HANOI, Nov 10: As more deaths from bird flu have been reported in Vietnam and Indonesia over the past week a major international meeting in Geneva has been looking at how to cope with a potentially catastrophic pandemic that could kill millions.
Scientists fear the H5N1 strain, which has killed more than 60 people since late 2003, could combine with human flu variants to enable it to pass easily between humans.
The following is a timeline of how bird flu, which took hold in Asia where it remains active, spread before emerging in Europe:
May 1997: A three-year-old boy becomes the first of six people to die in Hong Kong of a mysterious virus, later identified as H5N1, in the first known human deaths from the strain.
Feb 2003: A nine-year old boy returns to Hong Kong after contracting bird flu during a family trip to Fujian province in southern China. A WHO probe discovers one of his sisters had died of the disease in a Fujian hospital. The South China Morning Post reports that his father died later in Hong Kong after twice being discharged from hospital with the disease.
April 2003: A different avian flu strain, H7N7, is said to be responsible for the death of a veterinarian in the Netherlands, who visited an infected farm.
Dec 2003: South Korea confirms an outbreak of the virus and slaughters more than 2.5 million chickens and ducks in a bid to halt the outbreak. A five-year-old boy recovers from the disease in Hong Kong after apparently contracting it in China.
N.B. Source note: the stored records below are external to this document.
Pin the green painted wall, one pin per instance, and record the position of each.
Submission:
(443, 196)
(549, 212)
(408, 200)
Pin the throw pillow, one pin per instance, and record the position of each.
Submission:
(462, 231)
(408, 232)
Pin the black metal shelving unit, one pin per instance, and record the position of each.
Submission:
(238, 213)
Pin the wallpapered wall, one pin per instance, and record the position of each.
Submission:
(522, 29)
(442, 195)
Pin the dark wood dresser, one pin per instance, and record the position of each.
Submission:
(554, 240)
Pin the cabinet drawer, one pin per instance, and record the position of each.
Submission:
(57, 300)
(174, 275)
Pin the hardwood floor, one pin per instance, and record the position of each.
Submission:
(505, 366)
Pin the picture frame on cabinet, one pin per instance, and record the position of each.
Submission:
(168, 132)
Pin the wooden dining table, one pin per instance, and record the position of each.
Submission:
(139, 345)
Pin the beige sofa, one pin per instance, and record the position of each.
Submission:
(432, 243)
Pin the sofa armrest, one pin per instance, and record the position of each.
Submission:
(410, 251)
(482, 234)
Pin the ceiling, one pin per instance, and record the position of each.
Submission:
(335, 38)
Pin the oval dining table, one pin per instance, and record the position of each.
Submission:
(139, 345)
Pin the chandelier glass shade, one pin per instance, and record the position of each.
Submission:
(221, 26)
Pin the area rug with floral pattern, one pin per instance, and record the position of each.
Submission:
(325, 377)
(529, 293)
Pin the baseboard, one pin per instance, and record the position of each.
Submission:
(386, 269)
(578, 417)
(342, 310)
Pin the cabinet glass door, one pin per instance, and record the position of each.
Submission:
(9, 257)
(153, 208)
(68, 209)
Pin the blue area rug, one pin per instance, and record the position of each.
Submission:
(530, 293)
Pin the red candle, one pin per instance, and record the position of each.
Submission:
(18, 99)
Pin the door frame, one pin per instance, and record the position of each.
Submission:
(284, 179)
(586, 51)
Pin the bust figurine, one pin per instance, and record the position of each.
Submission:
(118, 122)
Jan 2004: Vietnam says the suspected number of human deaths has risen to 13 as Taiwan announces an outbreak of different strain of bird flu. Outbreaks are reported in Laos, Cambodia, Indonesia, Japan, China, and Thailand.
Feb 2004: First cases confirmed in the United States and Canada while in Thailand the virus is detected in a panther, a tiger and domestic cats.
March 2005: North Korea officially announces it is affected by the disease.
July 2005: First of three fatalities announced in Indonesia.
Aug 2005: Confirmation that the disease has spread to Kazakhstan, Mongolia and the vast Russian region of Siberia.
Oct 7, 2005: Ducks in the Danube delta in Romania are reported to be infected. The virus is confirmed as H5N1 eight days later.
Oct 13, 2005: The infection which has killed thousands of turkeys in north-western Turkey is confirmed as H5N1.
Oct 17: Discovery of the first suspected case in Greece, on the island of Oinousses, close to the Turkish coast.
Oct 19: Russia, China and Romania confirm new outbreaks of the lethal H5N1 bird flu.
Oct 21: Britain says a parrot that died in quarantine had bird flu, while Croatia confirms the virus was found in 12 swans found dead in a lake.
Oct 25: China confirms another outbreak while Indonesia suffers its fourth fatality from the disease.